Шрифт:
— А они?
— Сказали, раз головы нет, чтобы выбирал из того, что остается.
— А ты?
— Слушай, тебе не надоело задавать глупые вопросы? — неожиданно вспылил Упендра, — Что я мог выбирать, один против всех? На меня навесили кучу самых нелепых обвинений. Припомнили все, вплоть до взрыва, который ты тогда устроил в моем сарае. Приписали даже неуважение к суду!
15. «Да, дело нешуточное!» — подумал Чемодаса. При всей своей неприязни к Упендре, который принес ему столько зла, сейчас он не мог не испытывать к нему сочувствия.
Упендра молчал, погрузившись в горестные воспоминания. Наконец он тяжело вздохнул и произнес:
— Все, что угодно для себя допускал! Никаких не исключал возможностей. Но чтобы вот так, на старости лет, лишившись всего, оказаться одному на чужбине!
«Отчего же одному? А я?» — удивился Чемодаса. Но другой вопрос волновал его куда больше, и его он задал вслух:
— Скажи, а как ты вышел оттуда? Как прошел сквозь стену?
— Очень просто, — устало произнес Упендра. — Выпилили кусок размером с дверь, выпустили меня наружу, а потом вставили этот кусок на место и залили клеем. И кстати, выяснилось, что уже и раньше кто-то так делал.

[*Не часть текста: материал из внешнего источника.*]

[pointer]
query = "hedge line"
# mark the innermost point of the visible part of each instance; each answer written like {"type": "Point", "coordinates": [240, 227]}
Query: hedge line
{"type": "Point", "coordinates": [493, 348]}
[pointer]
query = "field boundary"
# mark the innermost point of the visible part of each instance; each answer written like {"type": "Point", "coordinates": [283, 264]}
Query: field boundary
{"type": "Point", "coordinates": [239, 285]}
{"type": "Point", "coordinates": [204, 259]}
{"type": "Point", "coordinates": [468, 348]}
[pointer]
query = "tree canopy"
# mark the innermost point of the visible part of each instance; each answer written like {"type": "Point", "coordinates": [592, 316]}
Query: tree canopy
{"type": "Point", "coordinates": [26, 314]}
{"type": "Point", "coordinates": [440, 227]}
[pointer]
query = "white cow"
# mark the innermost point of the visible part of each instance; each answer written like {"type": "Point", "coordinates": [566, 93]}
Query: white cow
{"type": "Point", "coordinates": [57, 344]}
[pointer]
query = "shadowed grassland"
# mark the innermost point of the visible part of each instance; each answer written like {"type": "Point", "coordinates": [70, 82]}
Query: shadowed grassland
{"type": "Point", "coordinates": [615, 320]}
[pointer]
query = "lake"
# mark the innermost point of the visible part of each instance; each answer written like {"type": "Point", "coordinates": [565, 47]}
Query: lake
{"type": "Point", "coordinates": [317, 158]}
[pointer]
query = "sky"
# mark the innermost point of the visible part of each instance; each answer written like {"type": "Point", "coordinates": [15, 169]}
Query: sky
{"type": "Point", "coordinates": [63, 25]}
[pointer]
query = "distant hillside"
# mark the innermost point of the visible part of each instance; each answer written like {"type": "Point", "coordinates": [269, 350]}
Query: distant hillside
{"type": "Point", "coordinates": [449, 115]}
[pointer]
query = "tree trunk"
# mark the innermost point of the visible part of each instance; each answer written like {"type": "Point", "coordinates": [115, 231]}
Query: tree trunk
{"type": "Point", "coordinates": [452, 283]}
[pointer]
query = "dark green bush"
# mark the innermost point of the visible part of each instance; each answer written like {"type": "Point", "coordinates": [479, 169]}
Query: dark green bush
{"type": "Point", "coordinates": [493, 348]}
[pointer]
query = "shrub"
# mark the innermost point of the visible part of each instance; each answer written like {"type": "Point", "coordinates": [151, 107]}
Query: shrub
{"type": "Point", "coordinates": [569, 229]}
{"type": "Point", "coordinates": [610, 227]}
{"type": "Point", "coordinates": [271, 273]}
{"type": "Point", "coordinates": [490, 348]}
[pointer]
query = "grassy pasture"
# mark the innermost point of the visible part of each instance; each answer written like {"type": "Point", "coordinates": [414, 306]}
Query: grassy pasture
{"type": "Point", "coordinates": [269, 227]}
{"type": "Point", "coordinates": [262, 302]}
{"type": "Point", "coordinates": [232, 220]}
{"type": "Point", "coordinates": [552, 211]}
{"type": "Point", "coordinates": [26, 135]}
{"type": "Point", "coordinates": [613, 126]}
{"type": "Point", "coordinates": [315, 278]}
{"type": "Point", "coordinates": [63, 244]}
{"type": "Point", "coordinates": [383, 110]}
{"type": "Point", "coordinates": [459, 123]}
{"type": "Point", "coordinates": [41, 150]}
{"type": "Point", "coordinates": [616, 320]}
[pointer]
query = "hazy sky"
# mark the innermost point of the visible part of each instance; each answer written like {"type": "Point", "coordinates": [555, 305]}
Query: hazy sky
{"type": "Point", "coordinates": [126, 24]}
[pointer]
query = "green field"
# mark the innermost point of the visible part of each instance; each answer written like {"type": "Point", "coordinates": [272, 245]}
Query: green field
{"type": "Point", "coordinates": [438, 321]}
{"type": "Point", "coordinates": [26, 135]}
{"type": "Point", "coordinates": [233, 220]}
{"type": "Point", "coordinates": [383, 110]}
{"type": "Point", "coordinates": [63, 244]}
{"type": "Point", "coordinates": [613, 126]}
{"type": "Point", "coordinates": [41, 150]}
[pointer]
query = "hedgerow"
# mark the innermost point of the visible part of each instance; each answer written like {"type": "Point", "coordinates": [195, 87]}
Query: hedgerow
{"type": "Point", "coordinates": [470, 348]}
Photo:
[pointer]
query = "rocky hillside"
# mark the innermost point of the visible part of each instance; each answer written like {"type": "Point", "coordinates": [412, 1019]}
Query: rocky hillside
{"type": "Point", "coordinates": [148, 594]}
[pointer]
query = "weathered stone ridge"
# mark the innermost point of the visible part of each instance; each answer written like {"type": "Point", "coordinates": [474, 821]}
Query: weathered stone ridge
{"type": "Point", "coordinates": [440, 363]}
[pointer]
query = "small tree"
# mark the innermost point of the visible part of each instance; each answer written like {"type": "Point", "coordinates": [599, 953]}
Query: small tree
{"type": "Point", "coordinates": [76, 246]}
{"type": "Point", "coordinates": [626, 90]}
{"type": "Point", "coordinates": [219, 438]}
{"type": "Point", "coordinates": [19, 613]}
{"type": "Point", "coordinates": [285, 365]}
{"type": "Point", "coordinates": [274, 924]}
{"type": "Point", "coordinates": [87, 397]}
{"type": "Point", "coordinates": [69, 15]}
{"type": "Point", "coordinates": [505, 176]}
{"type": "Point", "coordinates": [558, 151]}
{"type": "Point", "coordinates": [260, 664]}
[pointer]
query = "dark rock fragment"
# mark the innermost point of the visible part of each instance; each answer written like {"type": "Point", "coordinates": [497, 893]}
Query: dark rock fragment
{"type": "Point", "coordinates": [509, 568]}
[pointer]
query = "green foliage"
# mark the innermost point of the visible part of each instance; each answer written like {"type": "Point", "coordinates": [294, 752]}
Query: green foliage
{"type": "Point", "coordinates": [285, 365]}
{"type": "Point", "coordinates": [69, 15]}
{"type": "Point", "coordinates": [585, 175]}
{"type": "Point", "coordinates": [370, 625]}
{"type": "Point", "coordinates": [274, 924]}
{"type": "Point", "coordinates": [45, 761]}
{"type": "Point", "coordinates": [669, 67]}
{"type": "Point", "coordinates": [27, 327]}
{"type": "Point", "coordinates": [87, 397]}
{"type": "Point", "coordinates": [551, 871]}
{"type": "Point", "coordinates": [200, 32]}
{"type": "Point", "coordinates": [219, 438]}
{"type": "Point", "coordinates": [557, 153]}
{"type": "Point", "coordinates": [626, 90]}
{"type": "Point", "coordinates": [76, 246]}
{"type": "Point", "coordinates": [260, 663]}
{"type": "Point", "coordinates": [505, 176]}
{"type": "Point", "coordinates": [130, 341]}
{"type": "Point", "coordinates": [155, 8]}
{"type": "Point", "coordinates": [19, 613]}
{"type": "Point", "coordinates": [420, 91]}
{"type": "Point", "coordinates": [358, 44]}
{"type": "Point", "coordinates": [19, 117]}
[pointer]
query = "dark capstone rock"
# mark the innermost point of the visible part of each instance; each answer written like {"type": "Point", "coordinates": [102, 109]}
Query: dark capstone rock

«Так вот оно что, — подумал Чемодаса. — Выходит, я не первый».
— Откуда ты об этом знаешь? — спросил он.
— От судьи, конечно. По этому поводу еще завязался спор. Прокурор начал ему доказывать, и между прочим, был совершенно прав, что это не прецедент, а он ни в какую не соглашался. В конце концов я не выдержал, взял слово и сам доказал, хотя перед этим дал себе слово не выступать, [86] из принципа. Какой же это прецедент, если неизвестно, кто, когда и зачем это сделал. Может, это природный дефект.
86
См.: ПРИЛОЖЕНИЕ 6. — сост.
— Природный дефект?
— Ну да, то есть какое-нибудь случайное повреждение, которое было уже заранее. Судья не смог меня переспорить и объявил перерыв в заседаниях.
«А может, это и правда было заранее. Тогда я все-таки первый!», — с глубоким разочарованием подумал Чемодаса.
Больше он ничего не успел подумать, так как пол под ним вдруг зашатался, его и Упендру стало швырять от стенки к стенке, и оба почувствовали, что их временное убежище взмывает на головокружительную высоту.
Книга VII. (1-я Поверхности)
1. Предмет, который Чемодаса ошибочно принял за чемодан, был тем самым злополучным футляром для очков, с которого все и началось. Все это время он провалялся на полу, потому что Коллекционер так ни разу о нем и не вспомнил. А в это утро он, проснувшись, вдруг подумал: «А не могло ли так случиться, что я записал все шифры чемоданных замков мелким почерком на маленькой бумажке, а эту бумажку вложил под подкладку очешника?» И действительно, он вполне мог поступить таким образом.
Подумав так, он решительно встал, поднял футляр и открыл его.
2. Яркий солнечный свет ослепил чемоданных жителей. Чемодаса вскрикнул от неожиданности, а в следующее мгновение, разглядев Коллекционера, заорал от ужаса и, закрыв лицо руками, бросился ничком на подстилку, между тем как Коллекционер с Упендрой, оглохшие и онемевшие, во все глаза смотрели друг на друга.
Первым вышел из оцепенения Коллекционер. С трудом унимая дрожь в руках, он поставил футляр на стол, сказал: «Здравствуйте», — потом еще зачем-то: «Извините», — и, механически переставляя ноги, удалился на кухню.
3. Там он присел на край кушетки, ценой больших усилий овладел собой и попытался рассуждать.
«Во-первых, — думал он, — можно предположить, что они не местные. Причем явно прибыли издалека. Это очевидно. Во-вторых, остается непонятным, каким путем они проникли в квартиру. Дверь на замке. А что, если они подосланы нарочно, чтобы разведать о коллекции?!»
От этой мысли его бросило в жар, способность рассуждать пропала. Тогда он, чтобы успокоиться, поставил чайник и занялся нарезкой бутербродов.
Раскрошив полбатона, он спохватился: «Стоп. Так не годится. Этот нож не подходит. Надо взять сапожный».
Задача заключалась в том, чтобы отрезать настолько тонкий ломоть, насколько позволяла рыхлость выпечки. Для этого нужна была предельная сосредоточенность и хирургическая точность движений, почти как при починке чемоданов. И еще твердая рука, ведь плотность хлеба неравномерна, однако нож не должен от нее зависеть, он должен пройти сквозь ноздреватое тело батона как гильотина, без малейших торможений.